Function Requirements
^ Engine running
^ Air conditioning switched on

Automatic air conditioning refrigerant circuit, general
Control of the automatic air conditioning refrigerant circuit is performed by the automatic air conditioning control and operating unit (N22/7). The air in the vehicle interior is cooled depending on the setting on the control and operating unit or rear automatic air conditioning control unit (N22/4) (with code (581) comfort automatic air conditioning ) by the automatic air conditioning refrigerant circuit. The individual components are interconnected through lines and form a closed system.
The automatic air conditioning refrigerant circuit consists of the following functional components:
^ Function sequence for high-pressure side
^ Function sequence for low-pressure side
The separation points for this are the valve plate at the refrigerant compressor and the injection valve at the expansion valve.

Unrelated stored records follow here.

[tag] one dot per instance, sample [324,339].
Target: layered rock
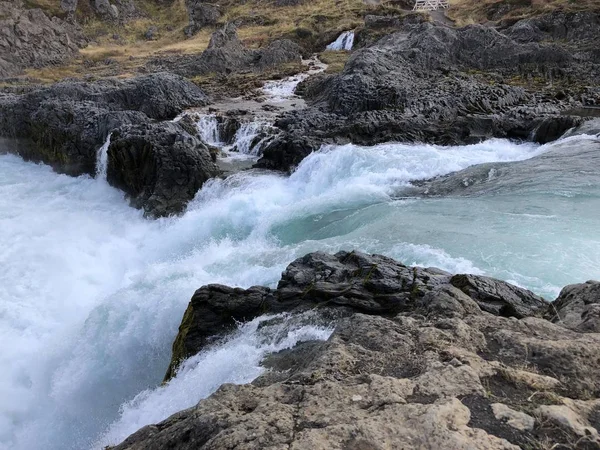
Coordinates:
[160,166]
[201,14]
[107,10]
[432,83]
[29,38]
[555,166]
[418,359]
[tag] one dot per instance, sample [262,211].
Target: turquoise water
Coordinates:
[91,294]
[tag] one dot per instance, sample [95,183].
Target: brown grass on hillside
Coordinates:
[466,12]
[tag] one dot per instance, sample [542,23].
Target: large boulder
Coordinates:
[354,282]
[29,38]
[578,307]
[436,84]
[66,123]
[226,54]
[159,166]
[556,166]
[412,362]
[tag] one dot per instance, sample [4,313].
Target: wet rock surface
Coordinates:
[418,359]
[432,83]
[160,166]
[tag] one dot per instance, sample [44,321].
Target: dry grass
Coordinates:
[50,6]
[466,12]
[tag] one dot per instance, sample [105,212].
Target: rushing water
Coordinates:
[345,41]
[91,293]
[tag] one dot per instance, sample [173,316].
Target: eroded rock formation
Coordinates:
[419,359]
[437,84]
[29,38]
[159,164]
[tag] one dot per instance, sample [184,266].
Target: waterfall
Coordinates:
[251,137]
[102,159]
[208,128]
[345,41]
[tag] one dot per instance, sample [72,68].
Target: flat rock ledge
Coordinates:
[419,358]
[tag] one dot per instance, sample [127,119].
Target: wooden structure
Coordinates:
[430,5]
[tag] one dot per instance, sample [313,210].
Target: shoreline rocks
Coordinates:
[158,164]
[435,84]
[419,358]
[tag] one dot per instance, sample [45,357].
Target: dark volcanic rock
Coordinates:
[65,124]
[353,281]
[567,165]
[436,84]
[578,307]
[160,166]
[425,367]
[201,14]
[29,38]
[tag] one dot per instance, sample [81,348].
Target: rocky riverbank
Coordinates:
[428,82]
[419,358]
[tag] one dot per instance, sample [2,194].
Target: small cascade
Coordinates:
[251,137]
[102,159]
[345,41]
[283,90]
[208,128]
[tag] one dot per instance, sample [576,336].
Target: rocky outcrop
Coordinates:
[159,166]
[578,307]
[354,282]
[414,362]
[201,14]
[107,10]
[432,83]
[226,53]
[29,38]
[66,123]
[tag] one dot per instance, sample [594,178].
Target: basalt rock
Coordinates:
[65,124]
[556,165]
[226,54]
[578,307]
[436,84]
[201,14]
[413,362]
[29,38]
[159,166]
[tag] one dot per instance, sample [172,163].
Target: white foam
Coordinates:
[248,140]
[344,41]
[91,294]
[237,361]
[283,90]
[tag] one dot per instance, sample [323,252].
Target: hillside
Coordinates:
[146,29]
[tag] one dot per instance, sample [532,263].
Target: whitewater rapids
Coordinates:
[91,293]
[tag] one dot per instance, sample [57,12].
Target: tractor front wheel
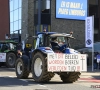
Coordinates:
[21,70]
[11,59]
[39,68]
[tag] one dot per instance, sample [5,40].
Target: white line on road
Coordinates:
[42,85]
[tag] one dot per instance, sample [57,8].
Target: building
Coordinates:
[30,16]
[4,19]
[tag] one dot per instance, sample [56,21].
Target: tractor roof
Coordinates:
[46,33]
[56,34]
[61,35]
[8,41]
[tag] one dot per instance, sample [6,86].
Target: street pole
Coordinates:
[93,43]
[39,14]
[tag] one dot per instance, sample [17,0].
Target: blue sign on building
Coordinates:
[71,9]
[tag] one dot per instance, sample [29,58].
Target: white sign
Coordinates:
[2,57]
[66,62]
[89,31]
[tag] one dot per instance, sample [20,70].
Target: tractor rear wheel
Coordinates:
[39,68]
[70,77]
[11,59]
[21,70]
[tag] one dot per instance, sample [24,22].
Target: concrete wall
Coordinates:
[27,18]
[66,25]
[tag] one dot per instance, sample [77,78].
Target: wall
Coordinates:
[4,18]
[66,25]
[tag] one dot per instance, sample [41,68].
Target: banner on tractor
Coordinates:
[71,9]
[2,57]
[66,62]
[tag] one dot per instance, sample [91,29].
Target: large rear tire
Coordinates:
[70,77]
[11,59]
[21,69]
[39,68]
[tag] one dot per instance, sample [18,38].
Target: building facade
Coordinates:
[4,19]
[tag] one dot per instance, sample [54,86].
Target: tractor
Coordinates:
[36,62]
[8,53]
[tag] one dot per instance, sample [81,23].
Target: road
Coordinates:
[8,81]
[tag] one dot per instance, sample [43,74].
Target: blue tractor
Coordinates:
[36,61]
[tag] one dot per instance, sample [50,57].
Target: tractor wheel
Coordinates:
[11,59]
[21,69]
[39,68]
[70,77]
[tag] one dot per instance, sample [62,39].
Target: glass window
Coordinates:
[15,25]
[15,4]
[16,15]
[11,27]
[11,16]
[20,13]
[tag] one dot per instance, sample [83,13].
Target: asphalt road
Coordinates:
[8,81]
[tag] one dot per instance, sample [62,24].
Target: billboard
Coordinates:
[89,31]
[71,9]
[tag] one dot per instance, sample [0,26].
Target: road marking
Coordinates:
[42,85]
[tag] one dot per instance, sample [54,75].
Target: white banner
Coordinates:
[89,31]
[2,57]
[66,62]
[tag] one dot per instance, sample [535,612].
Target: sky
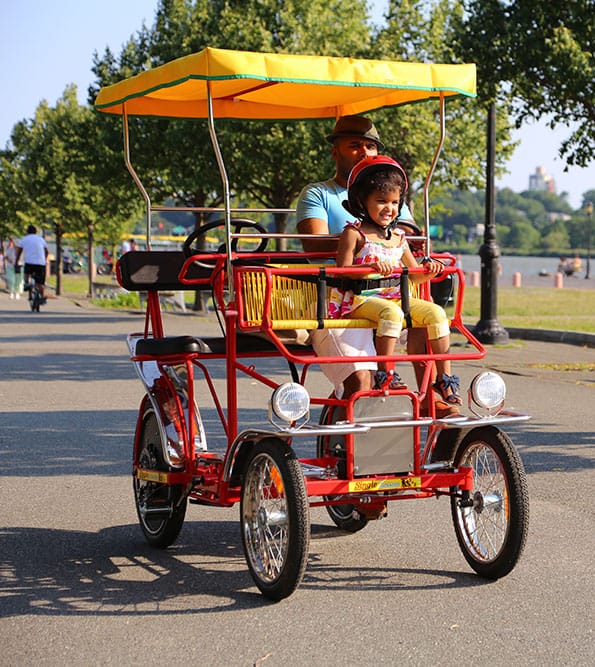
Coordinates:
[45,46]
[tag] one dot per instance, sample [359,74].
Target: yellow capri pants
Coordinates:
[391,319]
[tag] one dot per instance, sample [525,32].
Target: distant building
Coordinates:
[541,182]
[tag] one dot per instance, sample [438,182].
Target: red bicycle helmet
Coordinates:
[364,169]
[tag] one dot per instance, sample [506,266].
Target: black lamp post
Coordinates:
[488,329]
[589,209]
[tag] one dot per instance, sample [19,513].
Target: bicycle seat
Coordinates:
[156,347]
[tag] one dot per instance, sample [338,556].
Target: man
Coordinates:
[320,211]
[35,250]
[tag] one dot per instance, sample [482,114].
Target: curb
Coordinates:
[549,336]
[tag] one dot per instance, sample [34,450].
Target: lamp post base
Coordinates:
[490,332]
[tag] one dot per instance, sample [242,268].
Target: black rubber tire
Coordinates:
[344,516]
[160,511]
[275,519]
[492,533]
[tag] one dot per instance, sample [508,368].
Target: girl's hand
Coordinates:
[383,268]
[433,268]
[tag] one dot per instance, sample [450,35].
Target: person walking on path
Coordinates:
[14,282]
[35,250]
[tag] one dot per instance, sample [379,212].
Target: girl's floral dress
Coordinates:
[344,302]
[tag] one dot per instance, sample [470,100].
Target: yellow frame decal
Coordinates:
[152,476]
[364,485]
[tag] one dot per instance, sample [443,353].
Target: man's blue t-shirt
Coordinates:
[324,200]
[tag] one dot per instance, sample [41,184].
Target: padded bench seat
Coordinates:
[179,345]
[146,270]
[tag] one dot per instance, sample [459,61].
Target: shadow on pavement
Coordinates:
[63,573]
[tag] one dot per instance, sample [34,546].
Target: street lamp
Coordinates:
[589,210]
[488,329]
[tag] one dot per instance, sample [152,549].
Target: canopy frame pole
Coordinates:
[431,170]
[226,192]
[135,176]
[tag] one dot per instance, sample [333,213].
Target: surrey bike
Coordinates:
[363,452]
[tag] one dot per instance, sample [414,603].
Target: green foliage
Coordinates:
[538,55]
[124,300]
[531,223]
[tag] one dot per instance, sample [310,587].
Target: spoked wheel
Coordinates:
[160,507]
[345,515]
[492,531]
[275,519]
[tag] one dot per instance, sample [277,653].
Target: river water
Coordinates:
[526,266]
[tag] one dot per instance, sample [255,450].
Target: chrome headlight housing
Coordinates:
[290,402]
[486,394]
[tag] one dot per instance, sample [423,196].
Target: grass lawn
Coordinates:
[526,308]
[538,308]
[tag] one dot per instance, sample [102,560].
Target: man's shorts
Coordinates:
[37,271]
[344,343]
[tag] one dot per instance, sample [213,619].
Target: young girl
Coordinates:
[376,191]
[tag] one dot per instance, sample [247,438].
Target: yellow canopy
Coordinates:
[273,85]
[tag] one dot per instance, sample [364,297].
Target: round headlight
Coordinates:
[290,402]
[487,392]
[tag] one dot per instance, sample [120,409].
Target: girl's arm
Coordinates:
[433,268]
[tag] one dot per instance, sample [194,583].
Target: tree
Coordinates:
[540,56]
[268,163]
[419,30]
[60,171]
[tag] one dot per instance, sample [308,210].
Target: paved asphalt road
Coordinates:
[79,585]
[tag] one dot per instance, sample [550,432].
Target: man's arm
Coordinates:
[310,226]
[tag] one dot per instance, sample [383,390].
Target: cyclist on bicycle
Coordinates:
[35,250]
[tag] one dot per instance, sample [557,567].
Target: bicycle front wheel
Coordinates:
[275,519]
[492,527]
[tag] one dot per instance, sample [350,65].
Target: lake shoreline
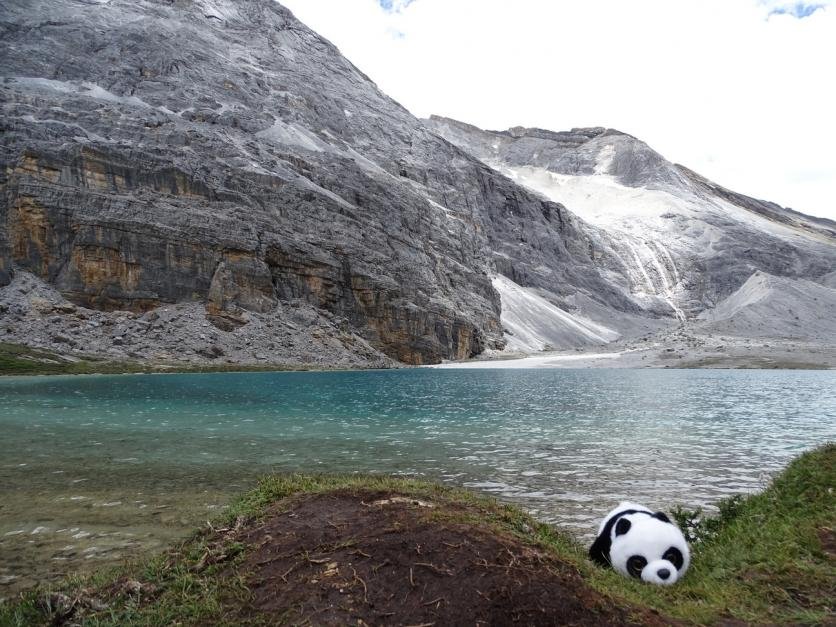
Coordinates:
[246,566]
[20,360]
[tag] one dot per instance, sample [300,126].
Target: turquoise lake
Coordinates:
[94,469]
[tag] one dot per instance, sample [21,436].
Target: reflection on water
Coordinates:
[95,469]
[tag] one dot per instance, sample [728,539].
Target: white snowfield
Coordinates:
[775,307]
[533,324]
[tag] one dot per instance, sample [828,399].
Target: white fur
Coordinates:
[650,538]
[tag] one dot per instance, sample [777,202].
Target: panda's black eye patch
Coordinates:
[661,516]
[674,556]
[635,566]
[622,526]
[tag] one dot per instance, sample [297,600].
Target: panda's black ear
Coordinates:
[622,526]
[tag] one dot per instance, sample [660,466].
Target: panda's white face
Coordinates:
[649,548]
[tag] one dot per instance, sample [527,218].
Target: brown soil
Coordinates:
[381,559]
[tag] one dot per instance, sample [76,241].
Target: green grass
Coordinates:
[761,561]
[16,359]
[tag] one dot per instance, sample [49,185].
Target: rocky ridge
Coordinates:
[220,153]
[671,239]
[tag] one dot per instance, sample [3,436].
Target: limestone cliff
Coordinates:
[159,152]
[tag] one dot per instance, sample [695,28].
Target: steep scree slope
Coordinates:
[219,152]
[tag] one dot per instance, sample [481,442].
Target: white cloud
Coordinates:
[731,88]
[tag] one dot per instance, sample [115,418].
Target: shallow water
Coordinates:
[97,468]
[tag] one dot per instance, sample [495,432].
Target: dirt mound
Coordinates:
[381,558]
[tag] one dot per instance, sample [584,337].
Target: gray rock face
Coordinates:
[222,153]
[219,157]
[680,243]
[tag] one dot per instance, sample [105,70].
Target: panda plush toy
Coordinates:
[642,544]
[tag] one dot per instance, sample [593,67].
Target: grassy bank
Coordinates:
[16,359]
[769,558]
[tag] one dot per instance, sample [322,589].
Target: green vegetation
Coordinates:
[767,558]
[16,359]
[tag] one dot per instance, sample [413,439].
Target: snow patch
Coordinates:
[534,324]
[292,135]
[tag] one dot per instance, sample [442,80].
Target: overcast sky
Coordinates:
[742,91]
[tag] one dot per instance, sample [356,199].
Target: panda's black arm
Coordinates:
[599,552]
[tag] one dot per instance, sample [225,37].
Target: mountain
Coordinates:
[221,155]
[205,180]
[670,238]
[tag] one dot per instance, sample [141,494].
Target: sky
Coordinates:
[742,91]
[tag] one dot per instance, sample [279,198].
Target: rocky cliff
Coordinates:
[221,153]
[678,242]
[207,179]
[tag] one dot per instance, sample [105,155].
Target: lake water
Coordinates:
[97,468]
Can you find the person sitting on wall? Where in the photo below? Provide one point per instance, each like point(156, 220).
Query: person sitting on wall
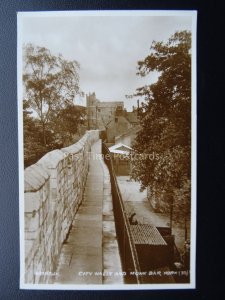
point(133, 219)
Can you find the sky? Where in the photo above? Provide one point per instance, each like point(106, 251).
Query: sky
point(106, 47)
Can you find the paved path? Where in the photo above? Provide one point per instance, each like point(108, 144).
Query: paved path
point(83, 258)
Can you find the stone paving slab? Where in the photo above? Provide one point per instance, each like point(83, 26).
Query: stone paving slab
point(83, 249)
point(91, 249)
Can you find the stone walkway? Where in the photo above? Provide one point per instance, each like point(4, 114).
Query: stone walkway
point(91, 249)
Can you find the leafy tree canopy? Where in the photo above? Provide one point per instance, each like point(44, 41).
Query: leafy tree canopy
point(165, 118)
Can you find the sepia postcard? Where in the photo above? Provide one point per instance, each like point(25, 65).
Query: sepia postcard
point(107, 149)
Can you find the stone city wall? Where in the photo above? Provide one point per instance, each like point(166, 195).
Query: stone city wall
point(53, 190)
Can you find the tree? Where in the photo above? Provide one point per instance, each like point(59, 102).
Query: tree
point(50, 82)
point(66, 122)
point(165, 118)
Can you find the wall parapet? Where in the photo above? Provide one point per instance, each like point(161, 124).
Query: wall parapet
point(53, 191)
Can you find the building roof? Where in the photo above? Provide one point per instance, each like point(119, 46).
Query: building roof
point(132, 117)
point(133, 129)
point(120, 149)
point(146, 234)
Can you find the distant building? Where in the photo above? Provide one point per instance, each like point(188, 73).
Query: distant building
point(112, 117)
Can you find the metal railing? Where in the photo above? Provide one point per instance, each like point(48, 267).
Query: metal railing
point(128, 253)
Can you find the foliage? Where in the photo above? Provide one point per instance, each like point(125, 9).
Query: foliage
point(50, 82)
point(165, 118)
point(50, 118)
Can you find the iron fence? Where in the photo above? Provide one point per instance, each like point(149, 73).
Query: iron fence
point(129, 258)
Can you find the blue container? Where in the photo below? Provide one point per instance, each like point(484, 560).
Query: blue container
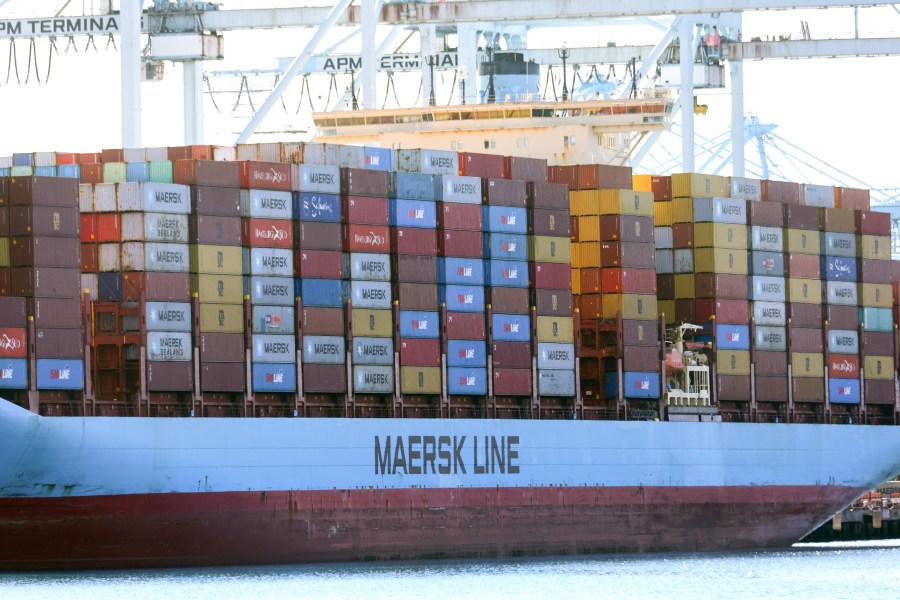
point(377, 159)
point(843, 391)
point(414, 186)
point(466, 353)
point(419, 324)
point(505, 219)
point(507, 273)
point(323, 292)
point(506, 246)
point(137, 171)
point(413, 213)
point(462, 271)
point(839, 268)
point(13, 373)
point(732, 337)
point(467, 381)
point(463, 298)
point(313, 206)
point(511, 328)
point(274, 377)
point(60, 373)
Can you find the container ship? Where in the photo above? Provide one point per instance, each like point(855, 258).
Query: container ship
point(309, 352)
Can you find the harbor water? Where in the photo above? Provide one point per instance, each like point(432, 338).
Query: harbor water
point(828, 570)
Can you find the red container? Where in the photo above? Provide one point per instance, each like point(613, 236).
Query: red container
point(465, 326)
point(512, 382)
point(366, 210)
point(220, 201)
point(45, 252)
point(477, 164)
point(514, 301)
point(451, 215)
point(413, 240)
point(214, 230)
point(368, 238)
point(550, 276)
point(318, 236)
point(267, 233)
point(319, 264)
point(259, 175)
point(207, 172)
point(420, 353)
point(553, 196)
point(461, 244)
point(504, 192)
point(12, 342)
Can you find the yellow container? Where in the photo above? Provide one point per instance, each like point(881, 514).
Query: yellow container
point(420, 380)
point(720, 235)
point(801, 241)
point(218, 260)
point(226, 289)
point(875, 246)
point(878, 295)
point(640, 307)
point(698, 184)
point(720, 260)
point(804, 291)
point(221, 318)
point(626, 202)
point(733, 362)
point(369, 322)
point(545, 248)
point(556, 329)
point(808, 364)
point(879, 367)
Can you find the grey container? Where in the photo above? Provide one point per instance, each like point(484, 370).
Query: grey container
point(373, 351)
point(168, 316)
point(323, 349)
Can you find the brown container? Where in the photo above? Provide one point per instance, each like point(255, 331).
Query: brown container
point(420, 353)
point(549, 222)
point(417, 296)
point(214, 230)
point(553, 196)
point(513, 301)
point(765, 214)
point(808, 389)
point(317, 236)
point(465, 326)
point(46, 252)
point(413, 240)
point(45, 282)
point(172, 287)
point(771, 389)
point(58, 343)
point(364, 182)
point(222, 347)
point(512, 382)
point(412, 268)
point(556, 303)
point(365, 210)
point(322, 321)
point(216, 201)
point(42, 191)
point(207, 172)
point(503, 192)
point(626, 228)
point(164, 376)
point(223, 377)
point(451, 215)
point(50, 221)
point(461, 244)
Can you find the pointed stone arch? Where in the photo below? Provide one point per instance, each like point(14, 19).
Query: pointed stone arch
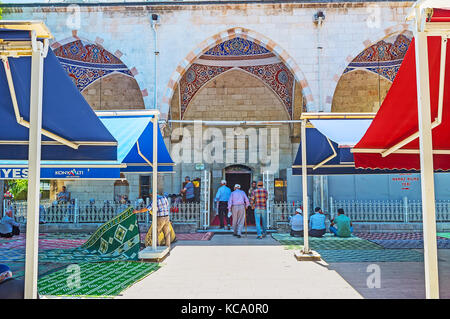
point(218, 38)
point(378, 36)
point(101, 76)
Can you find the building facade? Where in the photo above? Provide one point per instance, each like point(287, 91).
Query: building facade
point(221, 61)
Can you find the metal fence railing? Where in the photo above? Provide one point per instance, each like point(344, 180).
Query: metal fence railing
point(281, 211)
point(389, 211)
point(403, 211)
point(88, 212)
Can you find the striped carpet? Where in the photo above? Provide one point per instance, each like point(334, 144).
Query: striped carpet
point(94, 279)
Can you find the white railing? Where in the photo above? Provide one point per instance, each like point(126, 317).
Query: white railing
point(281, 211)
point(358, 210)
point(388, 211)
point(87, 212)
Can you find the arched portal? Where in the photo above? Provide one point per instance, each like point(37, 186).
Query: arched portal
point(248, 45)
point(103, 79)
point(367, 79)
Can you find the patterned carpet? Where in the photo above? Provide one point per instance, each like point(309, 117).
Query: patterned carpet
point(444, 235)
point(409, 243)
point(195, 236)
point(44, 243)
point(375, 255)
point(393, 236)
point(356, 249)
point(326, 237)
point(96, 279)
point(328, 241)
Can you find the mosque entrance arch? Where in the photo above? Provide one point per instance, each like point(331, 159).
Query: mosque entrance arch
point(238, 174)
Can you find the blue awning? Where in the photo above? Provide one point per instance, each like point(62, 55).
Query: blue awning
point(128, 131)
point(135, 137)
point(65, 113)
point(336, 160)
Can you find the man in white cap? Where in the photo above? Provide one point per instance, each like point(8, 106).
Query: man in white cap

Function sequence, high-pressure side
The refrigerant compressor driven by the engine draws in the cold gaseous refrigerant from the evaporator, compresses it, whereby it is heated, and delivers it to the condenser. The compressed hot refrigerant is cooled in the condenser by the outside air flowing past. On reaching the dew point dependent on the pressure, the refrigerant condenses and changes in terms of its physical state from gaseous to fluid.
The refrigerant flows from the condenser to the fluid reservoir (drier) via a line. While it is flowing through the fluid reservoir, moisture is removed from the refrigerant, vapor locks are separated and it is cleansed of any mechanical impurities in order to protect the subsequent components. The cleaned refrigerant then flows to the expansion valve. The liquid refrigerant, which is under high pressure, is injected into the evaporator.

Function sequence for low-pressure side
The liquid refrigerant evaporates in the evaporator and changes its state again from fluid to gaseous. The evaporation heat required for the evaporation is removed from the air flowing past at the evaporator fins, cooling it down in the process. The refrigerant, which is completely gaseous once more, is drawn in and compressed by the refrigerant compressor. The cooled air is led to the vehicle interior via the blower motor (A32m1).
As of 1.12.09 a coaxial heat exchanger will be installed. This increases the output and efficiency of the refrigerant circuit.
To prevent the evaporator from icing up, if the temperature drops below a specific value at the evaporator, the refrigerant compressor is switched off by the control and operating unit. The evaporator temperature is recorded by the evaporator temperature sensor.